Anvil’s gaze fell on Chevelle, silently questioning whether he recognized the words. Chevelle grimaced, the gesture conveying we’d not be able to cross the bounds of the protection spell. He glanced at me, and I immediately shook my head. There was no way I was going to let him battle a council member with castings.
I sat on the rock behind me, careful to secure my foothold among the looser pieces below my feet, and closed my eyes. It took longer than I would have liked, but I tried to focus solely on bringing the animal in with as much speed as possible instead of the attack on Camber or that I should be with my guard, not here in the broken shards of the crag with one council member.
The cat had been hunting at the base of the cliffs, so it came from below us, agile form moving swiftly up the treacherous granite to the saw-toothed rock where we waited.
From that vantage point, I could see the him; it was Clay of Rothegarr. He had not bothered protecting the back side of his enclosure.
His face changed when he saw the golden fur of the mountain lion rushing toward him. It was some mixture of wonder and dread. He hurried to defend himself, drawing a thorn bush toward him and heaving as much energy as he could into expanding its size. The cat struck, clamping its strong jaw around the council member’s leg, and I could feel the muscles of his thigh tearing under the biting grip as he struggled against it. The cat hadn’t been able to reach his neck in time, but this was instinct. It would wait for him to die, never easing its grip until it was over.
I felt my own body jerk as the thorns pierced the cat’s hide. Through its eyes, I hadn’t seen the vines growing, only the blood as it poured from the councilman’s wound and bubbled up beneath our muzzle. We bit harder, twisting, tearing, and lost our footing as the vines pushed us from the ground. A thorn ran through the pad of our paw, breaking through the top, and we yowled before striking again, but we missed, our jaw snapping shut against air as the vines caught our neck and held us in place. We struggled, furious and desperate, but the tree only tightened around us.
A hand on my shoulder, a word in my ear brought me back to my own body, gasping for air. Right. It was the cat. Not me.
“Can you get my lion out?” I whispered to Chevelle.
He knelt beside me. “Not without casting.”
I swallowed hard, my throat dry, and then shook my head. It was too risky.
A high-pitched cry escaped the cat, now wounded and trapped within the thorn tree, and I acted without thought, placing my hands to the ground in front of me, cursing the council member to death.
“Frey,” Chevelle warned from beside me, moving to stand as the ground shook beneath us.

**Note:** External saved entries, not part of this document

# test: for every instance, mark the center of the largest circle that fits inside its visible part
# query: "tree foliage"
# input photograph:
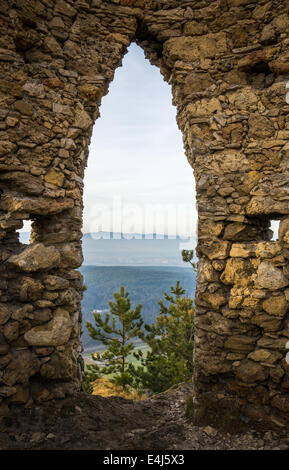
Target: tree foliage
(116, 332)
(171, 340)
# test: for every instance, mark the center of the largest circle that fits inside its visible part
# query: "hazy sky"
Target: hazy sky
(137, 172)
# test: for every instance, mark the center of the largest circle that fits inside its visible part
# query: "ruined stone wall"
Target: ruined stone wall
(227, 62)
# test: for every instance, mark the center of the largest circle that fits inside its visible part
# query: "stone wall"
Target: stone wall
(228, 64)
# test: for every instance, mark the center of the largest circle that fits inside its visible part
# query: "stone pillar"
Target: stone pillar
(227, 62)
(232, 110)
(57, 63)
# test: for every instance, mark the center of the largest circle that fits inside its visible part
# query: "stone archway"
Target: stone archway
(227, 64)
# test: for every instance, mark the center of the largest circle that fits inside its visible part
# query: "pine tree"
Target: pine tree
(115, 331)
(171, 341)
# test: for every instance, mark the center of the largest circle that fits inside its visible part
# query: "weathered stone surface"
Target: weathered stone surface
(227, 63)
(36, 257)
(270, 277)
(54, 177)
(36, 206)
(189, 49)
(276, 305)
(250, 372)
(240, 343)
(237, 271)
(54, 333)
(4, 314)
(23, 365)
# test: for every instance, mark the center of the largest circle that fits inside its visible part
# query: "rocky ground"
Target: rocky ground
(114, 423)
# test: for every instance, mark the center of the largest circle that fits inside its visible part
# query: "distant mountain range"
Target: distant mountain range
(117, 249)
(145, 285)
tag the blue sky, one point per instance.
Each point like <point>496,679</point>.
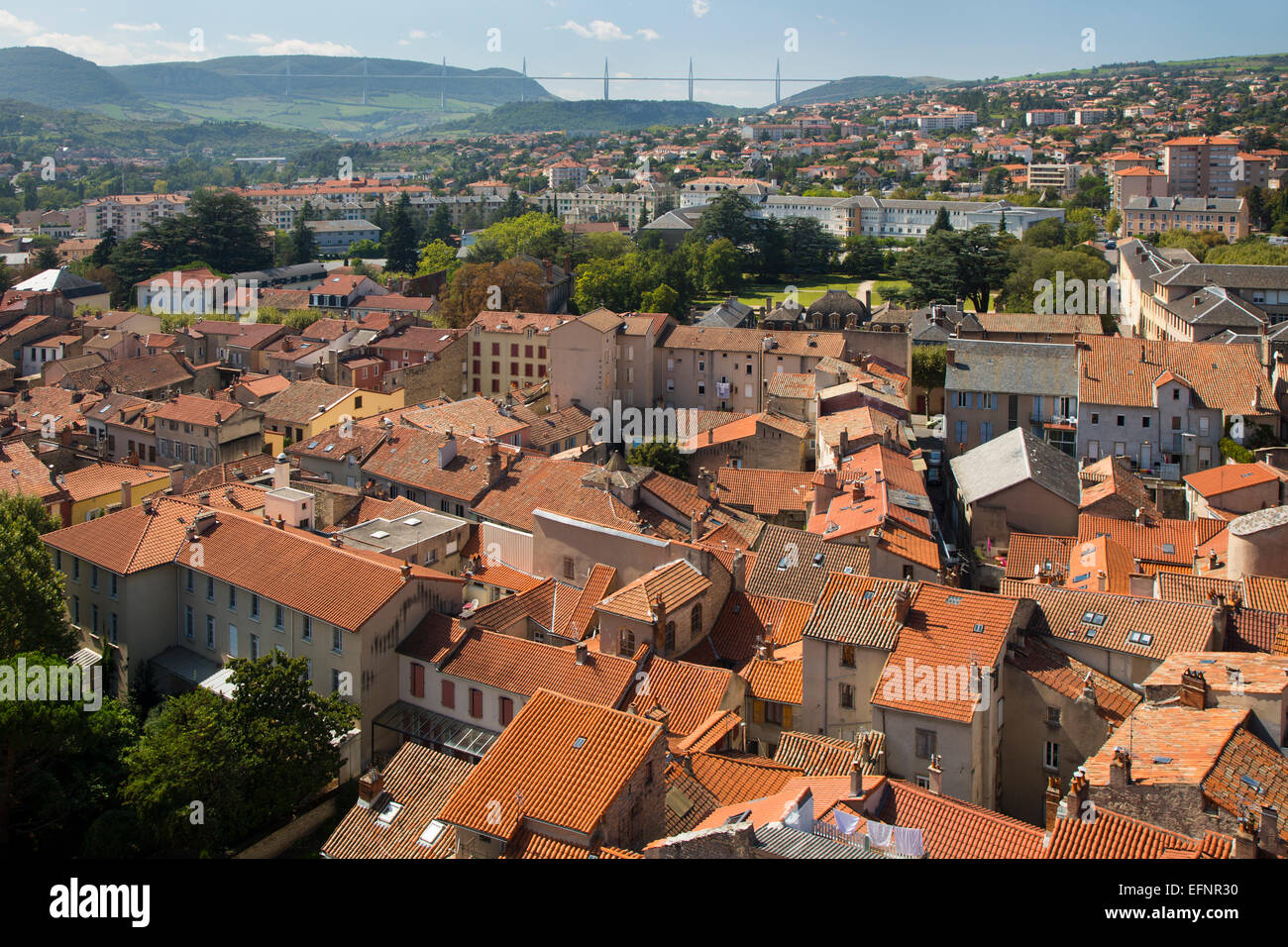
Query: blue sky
<point>956,39</point>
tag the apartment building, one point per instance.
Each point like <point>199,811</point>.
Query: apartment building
<point>128,214</point>
<point>1203,166</point>
<point>1164,405</point>
<point>172,591</point>
<point>509,350</point>
<point>1151,215</point>
<point>728,368</point>
<point>995,386</point>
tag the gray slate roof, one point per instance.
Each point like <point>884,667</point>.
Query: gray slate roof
<point>1012,459</point>
<point>1013,368</point>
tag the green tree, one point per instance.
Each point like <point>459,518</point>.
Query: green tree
<point>941,222</point>
<point>436,257</point>
<point>928,368</point>
<point>33,615</point>
<point>304,245</point>
<point>399,240</point>
<point>250,759</point>
<point>662,457</point>
<point>59,766</point>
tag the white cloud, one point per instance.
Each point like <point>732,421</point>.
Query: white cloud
<point>600,30</point>
<point>307,48</point>
<point>12,25</point>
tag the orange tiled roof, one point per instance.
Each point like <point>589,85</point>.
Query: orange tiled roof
<point>417,779</point>
<point>561,762</point>
<point>945,628</point>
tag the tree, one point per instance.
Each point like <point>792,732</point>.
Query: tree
<point>436,257</point>
<point>250,759</point>
<point>59,766</point>
<point>31,589</point>
<point>662,457</point>
<point>399,241</point>
<point>941,222</point>
<point>304,245</point>
<point>928,368</point>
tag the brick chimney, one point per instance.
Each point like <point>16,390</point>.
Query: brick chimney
<point>372,788</point>
<point>1193,689</point>
<point>1120,770</point>
<point>936,775</point>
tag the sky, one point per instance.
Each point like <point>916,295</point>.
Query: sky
<point>726,39</point>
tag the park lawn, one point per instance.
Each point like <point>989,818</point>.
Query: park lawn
<point>807,290</point>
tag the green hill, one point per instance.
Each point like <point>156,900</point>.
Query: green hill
<point>864,86</point>
<point>593,116</point>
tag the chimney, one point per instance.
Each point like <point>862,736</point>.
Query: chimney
<point>936,775</point>
<point>1193,689</point>
<point>1052,801</point>
<point>281,474</point>
<point>372,788</point>
<point>1267,834</point>
<point>1120,770</point>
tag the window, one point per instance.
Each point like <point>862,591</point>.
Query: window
<point>1051,755</point>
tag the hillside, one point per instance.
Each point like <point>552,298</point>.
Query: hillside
<point>53,78</point>
<point>864,86</point>
<point>593,116</point>
<point>31,131</point>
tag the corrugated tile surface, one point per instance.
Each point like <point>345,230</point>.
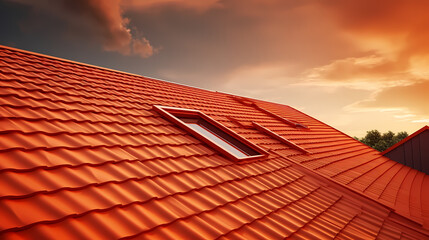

Rock crashed into rock as it tumbled down the steep mountainside and I could hear Anvil swear as he and Chevelle worked to protect us from the avalanche. But I couldn’t stop. This was wrong. We shouldn’t be here, trying to drive out this one remaining nuisance instead of fighting against council in a proper clash. We had given them time to regroup and they were fighting dirty. Like the fey. The fey, who were, as we sat here, attacking Camber. We were being assailed from all sides when we should have been avenging the massacre, setting the wrong to right.
“Frey!” Chevelle’s voice was a command this time as grabbed me by the shoulders and hoisted me to standing. But I didn’t fight him. I was done.
The mountain fell quiet as the final rock settled, and Chevelle spun me around to face him. He was angry, and I knew he’d intended to ask me what I thought I was doing, but whatever he saw in my expression stopped him.
“Is the casting broken?” I asked in a lifeless voice.
He nodded. We’d not been able to use magic within the boundaries of the spell, but the rock had made it through. Clay of Rothegarr was dead.
“Will you get my cat?” I said softly. “We need to go.”
He released my arms and I closed my eyes to call our horses to the castle. I heard the clatter of rock as Chevelle cleared the debris surrounding the thorn tree. I dropped quickly to the mind of the cat, willing it not to hurt Chevelle as he freed it.
We needed to get to Camber. We needed to end this. All of it.
I glanced at the sky as we rode for Camber. The sun was too low on the horizon, though we’d been running since we’d left the castle. Chevelle had carried the mountain lion to the yard, where he’d left instructions to build an enclosure for the animal and tend it as best as possible until Ruby had returned. We’d barely spoken since, nothing but the rhythmic thump of horse hooves on the path, until we neared the bounds of Camber.
“Is it safe?” Chevelle asked from his place behind me.
The heavens were empty, likely due to the fighting, so I drew a red-tail from its perch in the safety of a black spruce. There was nothing in the outlying crevices and copses. Nothing on the paths into town. Nothing, until my circles brought me closer to the epicenter, where smoke and dust rose in caustic clouds above Camber.